Todos, sem exceção, têm o direito de produzir, e trazer renda em favor de todos. O que não existe, é o ponto de equilíbrio que tornará as dissenções sem razão de existir.

Quando rivais não se tornam capazes de sentar na mesma mesa para buscar o ponto de equilíbrio, apaziguando o acirramento de ânimos, decorre do fato que o desequilíbrio de forças se torna preponderante, enfraquecendo a força que deve prevalecer de oportunidade de crescimento igual para todos.

A paz na terra, decorre do fato de que todos lucrando em equilíbrio não há motivo para lutar.

A indústria armamentista, que não lucra com a paz, tem que ter a força de encontrar novas formas de produzir sem falir, já que muito emprega.

Neste sentir, não é deixar de lado as medidas de proteção internas, mas buscar ver que o lucro de venda de armas de exterminação em massa, tem que ser substituídos por armas de garantia para a sobrevivência de maneira preventiva.

A pergunta é, como prever?
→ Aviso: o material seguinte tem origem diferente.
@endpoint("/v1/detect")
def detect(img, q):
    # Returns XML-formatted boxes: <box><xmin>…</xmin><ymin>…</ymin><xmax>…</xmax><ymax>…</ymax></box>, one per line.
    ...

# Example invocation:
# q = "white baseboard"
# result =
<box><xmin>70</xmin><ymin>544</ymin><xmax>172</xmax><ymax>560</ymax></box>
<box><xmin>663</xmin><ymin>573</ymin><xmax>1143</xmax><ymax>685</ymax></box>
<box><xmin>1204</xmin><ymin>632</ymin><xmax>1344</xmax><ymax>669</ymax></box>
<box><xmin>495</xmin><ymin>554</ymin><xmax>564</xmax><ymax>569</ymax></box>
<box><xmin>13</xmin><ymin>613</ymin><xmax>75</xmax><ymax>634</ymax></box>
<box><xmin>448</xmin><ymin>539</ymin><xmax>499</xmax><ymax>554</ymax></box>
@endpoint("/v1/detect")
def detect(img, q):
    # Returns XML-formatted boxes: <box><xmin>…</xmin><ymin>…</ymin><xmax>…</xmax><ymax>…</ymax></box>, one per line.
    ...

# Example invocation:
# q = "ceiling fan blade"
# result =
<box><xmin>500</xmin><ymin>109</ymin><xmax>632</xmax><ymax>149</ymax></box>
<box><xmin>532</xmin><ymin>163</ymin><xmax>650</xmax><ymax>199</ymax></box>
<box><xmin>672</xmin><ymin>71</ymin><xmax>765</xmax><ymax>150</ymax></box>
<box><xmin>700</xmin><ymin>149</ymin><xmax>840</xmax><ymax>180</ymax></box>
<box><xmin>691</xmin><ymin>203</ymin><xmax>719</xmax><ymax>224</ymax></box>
A atividade criminal desembestada somente existe e resiste em situações de muita diferença social ou que não havendo diferença social, não há atividade social entre os membros da comunidade que torna a vida intensa e sentida.
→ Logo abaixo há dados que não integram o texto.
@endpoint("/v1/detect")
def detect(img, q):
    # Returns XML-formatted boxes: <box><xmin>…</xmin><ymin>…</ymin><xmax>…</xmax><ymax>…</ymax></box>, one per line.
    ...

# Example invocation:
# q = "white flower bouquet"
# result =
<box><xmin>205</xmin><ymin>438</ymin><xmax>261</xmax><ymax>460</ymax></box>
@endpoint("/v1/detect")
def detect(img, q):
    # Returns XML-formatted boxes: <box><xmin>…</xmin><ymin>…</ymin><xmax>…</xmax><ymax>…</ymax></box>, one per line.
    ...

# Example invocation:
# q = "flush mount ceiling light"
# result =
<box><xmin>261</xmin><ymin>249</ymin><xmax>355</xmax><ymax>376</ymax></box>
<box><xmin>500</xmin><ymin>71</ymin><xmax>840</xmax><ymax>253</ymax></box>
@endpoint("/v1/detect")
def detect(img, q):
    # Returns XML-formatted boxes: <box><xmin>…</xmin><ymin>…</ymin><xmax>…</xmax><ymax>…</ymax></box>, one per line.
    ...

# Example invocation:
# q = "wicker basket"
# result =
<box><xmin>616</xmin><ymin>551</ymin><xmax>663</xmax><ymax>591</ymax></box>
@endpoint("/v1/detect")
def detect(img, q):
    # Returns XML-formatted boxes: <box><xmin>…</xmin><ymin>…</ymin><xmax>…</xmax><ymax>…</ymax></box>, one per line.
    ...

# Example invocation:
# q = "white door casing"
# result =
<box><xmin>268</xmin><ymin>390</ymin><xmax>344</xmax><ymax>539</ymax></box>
Formas de captar cada cidadão para viver o equilíbrio social, sem afetar a individualidade e os segredos de vida justamente guardados, não afetam o interesse social de manter a indústria armamentista com atividade destinada ao controle de crimes de natureza material ou contra a vida.

As exceções sempre existirão, mas hoje se pode prever e atribuir fatores de risco, e, deles praticar a prevenção.

Em verdade, as economias em desnível não servem em nada para ninguém, há pessoas na terra que se vangloriam de possuir patrimônios sem igual, mas esquecem que não levarão para o outro lado da vida nem um centavo furado.

O dinheiro acumulado precisa ser valorizado, não para ser taxado indevidamente, mas precisa ser cobrado o seu uso em favor do desenvolvimento da erradicação das desigualdades sociais.

Não é difícil, nem utópico. O que é necessário para começar, é mensurar todos os dados produtivos e geopolíticos, buscando trabalhar a equação de equilíbrio econômico, em favor da produção em conjunto com as condições dignas de cada ser humano vivente na terra.

Propus a criação do Órgão Internacional inspecionado pela ONU com vistas, a, com empresas reconhecidamente idôneas e de sucesso, implantar programas econômicos, com vistas ao reequilíbrio da atividade comercial e financeira entre as nações.

Muitas iniciativas podem tratar do assunto, o foco principal, é ser honesto e eficaz, de resto, querendo, o homem derruba qualquer empecilho.